In meiner Schulzeit wurde in der 10. Klasse auch ein Mädchen schwanger. Mit 17 hat sie ihr Kind bekommen und behalten. Es war für sie sehr schwer. Die Eltern haben sich abgewendet und der Vater des Kindes war damals auch nur auf der Durchreise. Ich frage mich, wie es ihr ergangen ist. Der Kontakt ist abgebrochen…
Dir, liebe Karla, möchte ich sagen, dass du Größe gezeigt hast, als du dein Kind zur Adoption frei gegeben hast und ihn nun durch die offene Beziehung regelmäßig sehen kannst. Ich kann mir vorstellen, wie schwer das für dich sein muss.

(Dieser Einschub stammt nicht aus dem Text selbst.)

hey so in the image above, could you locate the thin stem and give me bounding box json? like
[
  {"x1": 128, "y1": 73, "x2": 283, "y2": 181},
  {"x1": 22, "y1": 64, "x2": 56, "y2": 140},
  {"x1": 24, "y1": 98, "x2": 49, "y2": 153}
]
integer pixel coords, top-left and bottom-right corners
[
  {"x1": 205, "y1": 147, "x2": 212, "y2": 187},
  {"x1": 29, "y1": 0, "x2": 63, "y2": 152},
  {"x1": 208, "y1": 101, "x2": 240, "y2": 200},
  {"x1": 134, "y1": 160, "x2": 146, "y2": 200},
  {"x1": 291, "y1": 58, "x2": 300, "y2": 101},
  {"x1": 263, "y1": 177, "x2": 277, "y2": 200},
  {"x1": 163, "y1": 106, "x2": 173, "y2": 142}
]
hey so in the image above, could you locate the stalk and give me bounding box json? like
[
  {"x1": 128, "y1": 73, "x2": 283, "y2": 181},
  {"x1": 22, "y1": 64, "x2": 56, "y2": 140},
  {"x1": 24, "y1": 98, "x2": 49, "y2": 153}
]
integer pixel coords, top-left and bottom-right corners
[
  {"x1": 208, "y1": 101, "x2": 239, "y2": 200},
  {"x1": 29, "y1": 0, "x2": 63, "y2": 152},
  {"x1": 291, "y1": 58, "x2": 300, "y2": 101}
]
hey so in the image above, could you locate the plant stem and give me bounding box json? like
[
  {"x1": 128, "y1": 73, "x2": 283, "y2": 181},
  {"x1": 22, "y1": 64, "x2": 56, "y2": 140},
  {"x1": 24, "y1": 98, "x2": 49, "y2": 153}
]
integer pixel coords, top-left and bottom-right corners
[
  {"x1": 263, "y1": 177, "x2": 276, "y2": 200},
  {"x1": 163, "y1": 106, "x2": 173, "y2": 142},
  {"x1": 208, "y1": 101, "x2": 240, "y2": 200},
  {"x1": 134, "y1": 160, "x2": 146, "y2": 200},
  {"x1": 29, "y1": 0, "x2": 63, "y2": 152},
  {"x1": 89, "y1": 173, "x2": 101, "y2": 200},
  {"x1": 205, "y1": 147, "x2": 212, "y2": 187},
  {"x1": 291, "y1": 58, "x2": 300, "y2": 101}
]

Andererseits hättest du bei einer geschlossenen Adoption keine Ahnung, wie es ihm geht und das stelle ich mir wesentlich schlimmer vor.
Ich hoffe für dich, dass ihr den Kontakt aufrecht erhalten könnt und dass dein Sohn dich versteht, warum er nicht bei dir sein kann.
Alles Gute
Linda
Brigitte
Liebe Karla, du hast echte Liebe bewiesen. Das ist nicht immer leicht. Ich finde es besonders schön das du Kontakt zu deinem Sohn hast obwohl es manchmal schmerzt. Er kennt es nicht anders als so und wird dadurch eine Offenheit entwickeln und es normal finden. Entscheidend ist das er Wissen darf das du ihn liebst und du weißt das du ihn lieben darfst. Ich wünsche dir weiter starke Entscheidungen Mut und Offenheit in deinem Leben. Das ist nicht immer leicht und stößt oft auf Unverständnis. Aber für einen selbst bedeutet es Freiheit.